Apache NiFi Data Flow with WURFL Device Enrich Processor

Apache NiFi is an open-source framework for data flow management, transformation and routing. If you are already familiar with Extract, Transform and Load (ETL) concepts, you’ll feel right at home with NiFi.

A big part of NiFi’s power comes from a wide library of extensions that make it highly customizable. In past articles, we showed how popular frameworks for managing and analysing data could be enriched with WURFL device information. In this article, we will show you how to enrich a NiFi data flow, making device information available to systems that store or consume data downstream.

This post assumes you have a basic understanding of Apache NiFiand some of its core concepts such as FlowFiles, Attributes, Processors and Relationships. Understanding of User-Agent strings and HTTP headers is needed, while familiarity with the basic concepts of Device Detection and WURFL are a plus.

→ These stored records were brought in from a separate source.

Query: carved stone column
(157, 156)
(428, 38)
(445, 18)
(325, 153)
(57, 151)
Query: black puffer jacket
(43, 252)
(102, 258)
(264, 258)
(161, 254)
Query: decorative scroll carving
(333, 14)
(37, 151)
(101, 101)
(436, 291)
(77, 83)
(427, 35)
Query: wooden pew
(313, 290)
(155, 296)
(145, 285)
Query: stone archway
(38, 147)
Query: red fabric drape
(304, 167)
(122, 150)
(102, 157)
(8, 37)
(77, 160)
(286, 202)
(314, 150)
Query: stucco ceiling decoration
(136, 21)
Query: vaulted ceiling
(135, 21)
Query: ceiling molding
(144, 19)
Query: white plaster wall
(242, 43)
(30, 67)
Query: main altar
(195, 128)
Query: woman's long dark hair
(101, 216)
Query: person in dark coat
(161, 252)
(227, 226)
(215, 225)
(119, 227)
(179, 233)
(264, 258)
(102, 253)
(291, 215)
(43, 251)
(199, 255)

Prerequisites and Conditions

WURFL is an API that retrieves information about device capabilities and features. The WURFL API provides accurate and fast information about tens of thousands of mobile device profiles. The typical use case utilizes HTTP request headers as the key to retrieve device information.

To reproduce the configuration discussed in this article, you will need the following software components:

Java 8 or above
Apache NiFi 12.x
MongoDB 4.x
WURFL Microservice client Java 2.1.2 or above
A WURFL Microservice instance (obtainable from the AWS, Azure, or Google Cloud Platform marketplaces, or directly from ScientiaMobile in the form of a Docker image).
ScientiaMobile’s WURFLDeviceEnrichProcessor extension for NiFi (source code available here).

Demo Use Case

Our demo handles data files containing HTTP request headers. We are going to enrich those files with WURFL device information that will subsequently be stored in MongoDB. A sample data file can be found here. The process consists of the following steps:

Load the file into Apache NiFi
Split the file content into a set of single JSON HTTP requests.
Create a NiFi flow file for each request and add HTTP headers as attributes.
Use the WURFL device enrich processor to add WURFL data to each flow file.
Transform the flow file with the new attributes into a JSON record.
Send the JSON record to a MongoDB collection and, at the same time, log the enriched data to NiFi log file.

Data Flow Diagram

Each block represents a step in our processing pipeline. Let’s examine each single step and illustrate how to configure it.

Note: You can open each flow step and access its setup wizard by double clicking on it in the NiFi UI. Here is a high resolution image of the NiFi Flow.

1. GetJsonHttpRequestsFile

First step: we create a NiFi processor to read a file containing a JSON array of HTTP request headers (again: you can find a sample data file here).

In our case, as we are only using a single example file, we simply configure the input directory and set the file name in the file filter field. The Keep source file field is set to false by default (i.e. the most common option used in production) as you don’t normally want to import your data multiple times. For the objectives of this article, though, you probably want to set this option to true to avoid losing our sample data while we test our flow.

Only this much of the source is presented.